Als damaliger Bürgermeister des Orts gründete er auch mit weiteren Engagierten den Förderkreis, um die Kirche im Dorf zu restaurieren; rund 20 bis 25 Mitstreiter hat er. „Die Kirche gehört doch zu unserer Heimat, unserem Glauben“, sagt Lau. Auch wenn von den rund 160 Rosowern fast niemand mehr zum Gottesdienst komme.

Neue Spitze für den Turm

In den 1950er Jahren war die Kirche nur notdürftig wiederhergestellt worden. Nun halfen Mittel aus dem Förderkreis Alte Kirchen in Berlin-Brandenburg, der EU und von weiteren Sponsoren, dem Turm eine neue Spitze zu schaffen, im Inneren eine Teeküche und Toiletten einzubauen, Bestuhlung zu kaufen und eine Solaranlage aufs Dach zu setzen, um langfristig eine Einnahmequelle zu haben.
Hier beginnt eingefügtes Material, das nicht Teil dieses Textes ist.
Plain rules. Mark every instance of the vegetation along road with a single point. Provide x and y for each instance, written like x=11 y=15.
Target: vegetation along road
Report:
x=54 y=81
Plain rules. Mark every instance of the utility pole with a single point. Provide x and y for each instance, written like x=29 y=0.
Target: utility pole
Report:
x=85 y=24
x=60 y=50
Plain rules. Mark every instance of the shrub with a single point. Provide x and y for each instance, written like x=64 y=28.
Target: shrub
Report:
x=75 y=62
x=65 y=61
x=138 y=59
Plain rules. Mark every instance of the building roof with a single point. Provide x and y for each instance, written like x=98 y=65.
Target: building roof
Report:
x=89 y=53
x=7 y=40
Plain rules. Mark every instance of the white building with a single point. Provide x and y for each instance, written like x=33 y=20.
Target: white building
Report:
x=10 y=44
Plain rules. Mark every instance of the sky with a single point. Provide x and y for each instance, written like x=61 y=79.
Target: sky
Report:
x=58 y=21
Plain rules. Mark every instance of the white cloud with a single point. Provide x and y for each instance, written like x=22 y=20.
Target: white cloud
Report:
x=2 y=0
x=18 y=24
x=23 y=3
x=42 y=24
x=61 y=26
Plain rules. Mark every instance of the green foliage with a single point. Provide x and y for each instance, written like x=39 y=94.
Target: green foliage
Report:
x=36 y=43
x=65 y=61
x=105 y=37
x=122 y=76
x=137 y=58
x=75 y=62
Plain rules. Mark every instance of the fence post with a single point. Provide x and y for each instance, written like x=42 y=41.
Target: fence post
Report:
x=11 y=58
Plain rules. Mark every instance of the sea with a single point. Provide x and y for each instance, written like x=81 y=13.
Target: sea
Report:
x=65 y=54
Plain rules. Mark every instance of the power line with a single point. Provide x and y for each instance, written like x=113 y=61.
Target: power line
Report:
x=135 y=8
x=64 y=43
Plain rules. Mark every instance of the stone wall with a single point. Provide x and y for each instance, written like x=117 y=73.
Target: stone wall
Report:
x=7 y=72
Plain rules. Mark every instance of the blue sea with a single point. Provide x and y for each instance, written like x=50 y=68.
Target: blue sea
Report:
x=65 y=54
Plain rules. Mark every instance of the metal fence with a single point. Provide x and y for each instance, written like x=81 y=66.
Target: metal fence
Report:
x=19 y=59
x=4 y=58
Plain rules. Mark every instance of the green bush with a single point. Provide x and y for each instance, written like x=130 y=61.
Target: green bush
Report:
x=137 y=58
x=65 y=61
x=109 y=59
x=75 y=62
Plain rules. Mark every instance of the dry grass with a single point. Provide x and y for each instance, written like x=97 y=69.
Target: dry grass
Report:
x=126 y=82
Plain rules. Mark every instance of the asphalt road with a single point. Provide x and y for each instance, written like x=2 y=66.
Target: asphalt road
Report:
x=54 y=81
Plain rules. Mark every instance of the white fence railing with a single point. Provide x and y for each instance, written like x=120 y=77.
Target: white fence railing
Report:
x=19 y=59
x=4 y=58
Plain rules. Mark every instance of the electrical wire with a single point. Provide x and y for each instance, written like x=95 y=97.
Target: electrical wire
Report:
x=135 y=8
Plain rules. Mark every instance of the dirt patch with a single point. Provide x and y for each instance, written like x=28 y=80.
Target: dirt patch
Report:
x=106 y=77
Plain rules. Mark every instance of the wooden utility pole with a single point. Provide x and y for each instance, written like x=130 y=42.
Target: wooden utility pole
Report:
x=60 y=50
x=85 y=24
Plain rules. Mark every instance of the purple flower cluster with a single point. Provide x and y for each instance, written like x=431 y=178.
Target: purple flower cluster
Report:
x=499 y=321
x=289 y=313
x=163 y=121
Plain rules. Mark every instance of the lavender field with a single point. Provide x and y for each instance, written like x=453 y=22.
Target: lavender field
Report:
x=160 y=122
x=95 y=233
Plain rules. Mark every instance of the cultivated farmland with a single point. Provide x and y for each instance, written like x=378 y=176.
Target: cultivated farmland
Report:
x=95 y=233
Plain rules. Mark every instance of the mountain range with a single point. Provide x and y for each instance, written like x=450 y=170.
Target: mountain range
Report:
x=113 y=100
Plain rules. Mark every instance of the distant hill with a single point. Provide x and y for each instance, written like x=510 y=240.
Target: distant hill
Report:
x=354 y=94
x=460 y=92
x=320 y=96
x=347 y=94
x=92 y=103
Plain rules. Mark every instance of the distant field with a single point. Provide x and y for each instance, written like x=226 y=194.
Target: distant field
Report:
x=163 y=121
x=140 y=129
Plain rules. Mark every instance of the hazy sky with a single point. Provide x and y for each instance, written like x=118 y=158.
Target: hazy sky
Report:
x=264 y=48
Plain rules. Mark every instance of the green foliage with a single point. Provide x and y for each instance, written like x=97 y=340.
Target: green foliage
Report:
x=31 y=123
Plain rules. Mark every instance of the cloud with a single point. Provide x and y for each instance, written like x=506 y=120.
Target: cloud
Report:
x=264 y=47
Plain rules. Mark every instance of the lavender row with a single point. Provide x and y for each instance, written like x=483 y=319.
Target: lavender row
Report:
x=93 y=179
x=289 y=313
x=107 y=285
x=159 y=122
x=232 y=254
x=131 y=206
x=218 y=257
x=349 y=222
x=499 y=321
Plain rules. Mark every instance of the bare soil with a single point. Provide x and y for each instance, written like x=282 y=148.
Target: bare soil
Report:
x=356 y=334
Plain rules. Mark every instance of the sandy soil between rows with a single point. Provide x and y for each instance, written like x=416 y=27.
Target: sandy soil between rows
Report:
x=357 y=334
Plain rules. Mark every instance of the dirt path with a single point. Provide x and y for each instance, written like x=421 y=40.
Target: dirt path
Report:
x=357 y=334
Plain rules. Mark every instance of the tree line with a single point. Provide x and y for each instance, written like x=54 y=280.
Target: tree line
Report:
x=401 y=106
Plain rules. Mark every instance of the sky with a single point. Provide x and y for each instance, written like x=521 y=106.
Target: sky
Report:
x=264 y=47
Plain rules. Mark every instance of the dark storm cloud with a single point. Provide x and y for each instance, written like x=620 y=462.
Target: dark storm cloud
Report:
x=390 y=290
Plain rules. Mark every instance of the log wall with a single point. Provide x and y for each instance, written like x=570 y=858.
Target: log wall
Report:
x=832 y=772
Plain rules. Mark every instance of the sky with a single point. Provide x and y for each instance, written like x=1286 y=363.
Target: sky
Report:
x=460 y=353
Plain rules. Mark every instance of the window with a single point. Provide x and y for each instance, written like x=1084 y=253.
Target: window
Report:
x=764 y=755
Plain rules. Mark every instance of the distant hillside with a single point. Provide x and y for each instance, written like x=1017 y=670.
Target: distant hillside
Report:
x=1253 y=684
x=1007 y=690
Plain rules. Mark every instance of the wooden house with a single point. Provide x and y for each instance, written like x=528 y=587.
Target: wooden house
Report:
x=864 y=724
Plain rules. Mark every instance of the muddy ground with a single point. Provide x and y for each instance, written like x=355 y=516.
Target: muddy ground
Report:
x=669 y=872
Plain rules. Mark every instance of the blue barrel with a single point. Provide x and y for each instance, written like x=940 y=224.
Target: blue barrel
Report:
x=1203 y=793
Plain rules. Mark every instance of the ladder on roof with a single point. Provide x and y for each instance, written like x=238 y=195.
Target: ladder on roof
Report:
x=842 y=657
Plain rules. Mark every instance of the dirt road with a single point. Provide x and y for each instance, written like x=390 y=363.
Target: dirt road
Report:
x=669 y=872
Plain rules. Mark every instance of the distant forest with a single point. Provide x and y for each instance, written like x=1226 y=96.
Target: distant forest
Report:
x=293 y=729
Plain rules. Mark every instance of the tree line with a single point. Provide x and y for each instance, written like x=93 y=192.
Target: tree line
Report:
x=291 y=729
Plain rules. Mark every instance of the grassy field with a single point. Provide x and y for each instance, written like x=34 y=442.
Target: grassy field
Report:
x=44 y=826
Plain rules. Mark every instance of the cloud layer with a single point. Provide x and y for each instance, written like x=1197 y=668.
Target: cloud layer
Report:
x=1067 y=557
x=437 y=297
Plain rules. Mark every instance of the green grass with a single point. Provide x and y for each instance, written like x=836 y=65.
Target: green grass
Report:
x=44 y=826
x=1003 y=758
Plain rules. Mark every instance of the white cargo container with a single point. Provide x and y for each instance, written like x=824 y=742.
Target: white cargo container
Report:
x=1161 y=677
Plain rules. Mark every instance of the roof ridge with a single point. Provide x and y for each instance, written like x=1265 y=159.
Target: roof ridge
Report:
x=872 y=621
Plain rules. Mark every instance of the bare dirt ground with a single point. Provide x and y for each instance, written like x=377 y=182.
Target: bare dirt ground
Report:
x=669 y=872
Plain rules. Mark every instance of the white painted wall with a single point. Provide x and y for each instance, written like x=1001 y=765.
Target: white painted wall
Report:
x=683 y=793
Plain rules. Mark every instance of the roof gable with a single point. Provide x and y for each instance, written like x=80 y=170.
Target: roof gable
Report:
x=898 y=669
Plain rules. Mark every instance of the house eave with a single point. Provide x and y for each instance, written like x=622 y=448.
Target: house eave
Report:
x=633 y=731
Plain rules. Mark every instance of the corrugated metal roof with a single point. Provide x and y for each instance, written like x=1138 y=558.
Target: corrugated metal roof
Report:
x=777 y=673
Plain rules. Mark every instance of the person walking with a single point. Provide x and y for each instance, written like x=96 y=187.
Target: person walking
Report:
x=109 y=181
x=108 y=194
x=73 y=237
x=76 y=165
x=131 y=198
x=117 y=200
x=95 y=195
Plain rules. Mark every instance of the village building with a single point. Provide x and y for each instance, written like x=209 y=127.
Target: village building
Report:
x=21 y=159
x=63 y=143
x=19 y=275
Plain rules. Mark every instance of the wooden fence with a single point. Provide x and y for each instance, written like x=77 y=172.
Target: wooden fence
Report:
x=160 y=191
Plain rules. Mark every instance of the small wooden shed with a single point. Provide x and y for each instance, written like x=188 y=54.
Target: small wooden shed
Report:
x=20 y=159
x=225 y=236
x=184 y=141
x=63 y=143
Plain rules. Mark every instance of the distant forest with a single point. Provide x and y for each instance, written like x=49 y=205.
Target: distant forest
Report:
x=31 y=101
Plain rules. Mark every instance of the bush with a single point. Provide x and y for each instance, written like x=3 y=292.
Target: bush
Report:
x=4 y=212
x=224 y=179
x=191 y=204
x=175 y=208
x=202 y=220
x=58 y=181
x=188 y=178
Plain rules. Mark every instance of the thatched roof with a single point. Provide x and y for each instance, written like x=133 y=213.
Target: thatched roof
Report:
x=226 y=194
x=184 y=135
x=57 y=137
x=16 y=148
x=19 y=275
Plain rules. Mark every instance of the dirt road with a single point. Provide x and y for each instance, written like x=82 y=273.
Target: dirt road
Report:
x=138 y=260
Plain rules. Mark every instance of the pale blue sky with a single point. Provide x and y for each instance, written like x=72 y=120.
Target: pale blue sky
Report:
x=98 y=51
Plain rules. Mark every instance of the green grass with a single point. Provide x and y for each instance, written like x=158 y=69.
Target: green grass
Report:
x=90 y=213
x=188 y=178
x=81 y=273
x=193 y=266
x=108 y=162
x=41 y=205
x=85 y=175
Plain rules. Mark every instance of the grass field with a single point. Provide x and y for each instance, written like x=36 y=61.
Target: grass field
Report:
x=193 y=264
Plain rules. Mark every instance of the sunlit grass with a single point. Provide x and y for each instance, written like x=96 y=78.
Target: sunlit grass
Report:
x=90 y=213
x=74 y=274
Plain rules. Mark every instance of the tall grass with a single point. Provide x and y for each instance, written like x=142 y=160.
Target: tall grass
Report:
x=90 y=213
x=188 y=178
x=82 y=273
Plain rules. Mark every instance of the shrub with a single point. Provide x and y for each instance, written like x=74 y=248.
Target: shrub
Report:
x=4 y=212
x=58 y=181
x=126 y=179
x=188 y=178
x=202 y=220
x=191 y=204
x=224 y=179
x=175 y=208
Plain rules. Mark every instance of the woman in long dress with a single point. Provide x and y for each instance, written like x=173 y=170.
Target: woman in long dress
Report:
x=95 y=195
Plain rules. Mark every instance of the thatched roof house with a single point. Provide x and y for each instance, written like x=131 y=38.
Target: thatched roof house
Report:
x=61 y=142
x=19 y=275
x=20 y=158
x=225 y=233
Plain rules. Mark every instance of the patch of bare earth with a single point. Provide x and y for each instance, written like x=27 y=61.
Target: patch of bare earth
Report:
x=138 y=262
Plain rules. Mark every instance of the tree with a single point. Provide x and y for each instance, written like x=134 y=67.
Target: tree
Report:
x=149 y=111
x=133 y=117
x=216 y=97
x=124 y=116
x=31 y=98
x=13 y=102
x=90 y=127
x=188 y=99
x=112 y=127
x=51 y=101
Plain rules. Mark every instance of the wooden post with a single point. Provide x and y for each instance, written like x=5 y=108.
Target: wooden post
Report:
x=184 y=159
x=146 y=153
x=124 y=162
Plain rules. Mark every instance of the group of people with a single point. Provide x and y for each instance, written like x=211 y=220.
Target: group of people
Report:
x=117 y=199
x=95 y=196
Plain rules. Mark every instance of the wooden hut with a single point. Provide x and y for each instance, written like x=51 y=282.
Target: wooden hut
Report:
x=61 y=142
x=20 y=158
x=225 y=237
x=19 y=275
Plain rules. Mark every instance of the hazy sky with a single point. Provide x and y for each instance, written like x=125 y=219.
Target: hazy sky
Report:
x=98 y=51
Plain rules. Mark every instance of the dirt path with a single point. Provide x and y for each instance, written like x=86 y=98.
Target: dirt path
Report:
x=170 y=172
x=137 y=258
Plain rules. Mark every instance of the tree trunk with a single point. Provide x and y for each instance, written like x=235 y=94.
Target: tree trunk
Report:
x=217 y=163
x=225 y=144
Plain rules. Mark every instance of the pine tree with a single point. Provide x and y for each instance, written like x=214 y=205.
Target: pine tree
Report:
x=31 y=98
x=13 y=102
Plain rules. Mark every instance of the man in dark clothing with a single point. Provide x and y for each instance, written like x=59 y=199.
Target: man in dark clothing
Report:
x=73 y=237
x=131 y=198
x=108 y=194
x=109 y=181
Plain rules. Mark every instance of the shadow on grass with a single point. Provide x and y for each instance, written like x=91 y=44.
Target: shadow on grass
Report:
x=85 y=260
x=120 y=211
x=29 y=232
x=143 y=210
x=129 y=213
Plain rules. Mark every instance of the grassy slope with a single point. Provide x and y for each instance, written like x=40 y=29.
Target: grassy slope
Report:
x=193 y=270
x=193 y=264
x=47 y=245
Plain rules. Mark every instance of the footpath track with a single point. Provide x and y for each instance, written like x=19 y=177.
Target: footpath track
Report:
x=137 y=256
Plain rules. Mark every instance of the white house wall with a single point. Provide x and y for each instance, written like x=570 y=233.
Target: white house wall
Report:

Im Juni 2007 feierte man im Dorf die Wiedereinweihung. „Den Millionen deutschen und polnischen Flüchtlingen des Zweiten Weltkrieges zum Gedächtnis“, steht seitdem auf einer Stele vor der Kirche, im Inneren liegen die Mappen mit den vielen Zeitzeugenberichten. „Und das Thema Flucht ist ja heute wieder sehr aktuell“, sagt Karl Lau.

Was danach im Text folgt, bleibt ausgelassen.